Search Engines

pudge on 2004-09-16T17:27:56

We are looking for a new search engine for Slashdot. Right now we use live searching in MySQL, which, well, sucks. I've been told to look into Plucene and Swish-e. Any other suggestions, or comments about those?

Plucene looks like a great, flexible, system, though I am concerned about performance and scalability (those are concerns with any system, but Simon says Plucene is "much slower" than its cousin Lucene, and I can find no info on scalability). I am beginning to look into Swish-e now, and have no comments about it yet.


Swish-e

vsergu on 2004-09-16T17:49:05

I looked briefly at Plucene but never got very far and got discouraged by all the comments about slowness.

I had heard of Swish-e but hadn't even considered it because I didn't think it could handle gigabyte collections of documents. After seeing Josh Rabinowitz's talk at YAPC I decided to try it out, and we've been quite surprised at how fast it is. We're in the process of junking the Windows-based search software we were using (with a jerryrigged Perl/MySQL system for splitting up searches and distributing them across several servers) and replacing it with Swish-e.

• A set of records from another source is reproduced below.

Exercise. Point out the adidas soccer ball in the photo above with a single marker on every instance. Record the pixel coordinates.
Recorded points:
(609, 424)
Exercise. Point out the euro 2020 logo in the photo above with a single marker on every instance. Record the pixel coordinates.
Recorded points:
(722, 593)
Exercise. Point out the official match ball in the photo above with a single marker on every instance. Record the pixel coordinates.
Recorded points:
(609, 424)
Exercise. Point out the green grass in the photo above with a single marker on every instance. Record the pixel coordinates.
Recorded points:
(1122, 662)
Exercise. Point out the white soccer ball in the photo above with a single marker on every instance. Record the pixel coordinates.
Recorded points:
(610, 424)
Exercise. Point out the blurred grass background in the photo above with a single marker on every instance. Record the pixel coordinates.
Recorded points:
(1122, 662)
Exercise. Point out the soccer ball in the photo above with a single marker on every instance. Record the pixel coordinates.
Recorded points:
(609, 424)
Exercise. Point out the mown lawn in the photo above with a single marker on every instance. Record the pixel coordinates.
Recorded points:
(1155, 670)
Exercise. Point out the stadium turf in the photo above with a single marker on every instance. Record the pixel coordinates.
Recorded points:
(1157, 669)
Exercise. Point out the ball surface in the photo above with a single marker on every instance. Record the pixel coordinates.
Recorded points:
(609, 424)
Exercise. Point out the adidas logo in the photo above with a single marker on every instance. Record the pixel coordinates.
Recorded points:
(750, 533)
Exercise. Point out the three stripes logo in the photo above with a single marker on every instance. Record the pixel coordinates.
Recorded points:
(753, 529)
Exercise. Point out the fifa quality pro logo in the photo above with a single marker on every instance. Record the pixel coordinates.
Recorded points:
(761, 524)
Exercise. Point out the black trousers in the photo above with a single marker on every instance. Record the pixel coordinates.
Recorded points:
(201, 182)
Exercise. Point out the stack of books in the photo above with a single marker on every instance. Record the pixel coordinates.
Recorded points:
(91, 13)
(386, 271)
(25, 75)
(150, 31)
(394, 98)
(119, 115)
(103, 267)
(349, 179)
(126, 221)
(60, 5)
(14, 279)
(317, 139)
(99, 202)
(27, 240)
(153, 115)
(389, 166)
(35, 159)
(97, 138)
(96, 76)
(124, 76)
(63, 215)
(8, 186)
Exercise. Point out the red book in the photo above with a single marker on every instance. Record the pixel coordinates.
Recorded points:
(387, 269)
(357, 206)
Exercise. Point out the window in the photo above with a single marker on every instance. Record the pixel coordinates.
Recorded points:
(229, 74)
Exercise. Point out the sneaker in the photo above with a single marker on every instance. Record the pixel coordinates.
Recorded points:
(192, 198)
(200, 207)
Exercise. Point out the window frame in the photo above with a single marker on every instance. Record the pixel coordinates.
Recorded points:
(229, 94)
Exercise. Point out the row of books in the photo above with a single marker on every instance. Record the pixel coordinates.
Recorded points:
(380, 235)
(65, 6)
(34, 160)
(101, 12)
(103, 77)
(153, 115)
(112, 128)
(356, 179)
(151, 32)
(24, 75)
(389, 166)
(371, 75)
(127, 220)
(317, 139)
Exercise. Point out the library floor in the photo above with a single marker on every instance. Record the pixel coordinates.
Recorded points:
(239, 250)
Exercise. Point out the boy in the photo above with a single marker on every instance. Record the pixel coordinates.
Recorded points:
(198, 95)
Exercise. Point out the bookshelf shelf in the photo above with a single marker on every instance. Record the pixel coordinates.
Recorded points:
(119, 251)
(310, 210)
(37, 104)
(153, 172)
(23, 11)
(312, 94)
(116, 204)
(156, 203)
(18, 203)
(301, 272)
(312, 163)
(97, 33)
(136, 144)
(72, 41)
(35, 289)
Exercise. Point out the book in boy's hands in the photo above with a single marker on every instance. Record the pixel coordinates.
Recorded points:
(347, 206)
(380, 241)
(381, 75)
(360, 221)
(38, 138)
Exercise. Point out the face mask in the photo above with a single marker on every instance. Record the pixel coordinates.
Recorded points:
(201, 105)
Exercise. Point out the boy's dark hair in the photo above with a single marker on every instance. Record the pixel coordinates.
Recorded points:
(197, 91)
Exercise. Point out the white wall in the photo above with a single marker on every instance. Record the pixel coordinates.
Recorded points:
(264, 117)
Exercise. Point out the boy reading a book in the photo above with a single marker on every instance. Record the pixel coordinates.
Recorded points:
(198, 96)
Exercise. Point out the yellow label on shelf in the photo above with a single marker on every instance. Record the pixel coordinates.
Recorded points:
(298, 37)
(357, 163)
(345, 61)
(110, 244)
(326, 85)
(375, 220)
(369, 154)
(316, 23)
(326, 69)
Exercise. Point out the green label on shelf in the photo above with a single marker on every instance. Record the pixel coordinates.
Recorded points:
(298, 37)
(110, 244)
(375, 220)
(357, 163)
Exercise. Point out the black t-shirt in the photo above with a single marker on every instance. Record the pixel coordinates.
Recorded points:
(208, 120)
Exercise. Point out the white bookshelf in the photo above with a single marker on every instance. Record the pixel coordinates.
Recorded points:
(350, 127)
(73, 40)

Swish-e has some limitations, some of which make it tricky to highlight matches or even give the total number of hits in a document, but the speed is worth it.

Lucene

Dom2 on 2004-09-16T18:00:04

I know it's not Perl, but have you considered looking at Lucene, together with some Inline-Java glue? That way, you'd get the fairly nice Lucene architecture, and possibly better performance.

-Dom

swish-e

da on 2004-09-17T18:17:43

I can't comment on scalability for the likes of slashdot, but swish-e certainly worked well for the site we deployed it on. Its parsing is quite good (for HTML, XML, and whatever you can parse programatically so it can grab data from SQL) and the output is quite flexible (your choice of templating systems); it wasn't too tough to make very nice looking output.

We're not using SWISH::API under mod_perl, so I'm curious about whether it can stand up to slashdot's load.

new search engine for slashdot

tf23 on 2004-10-07T11:53:57

Pudge,

What ever came of this? I'm curious if you found a suitable one or if you're still looking.

Have you looked at Texis' Webinator?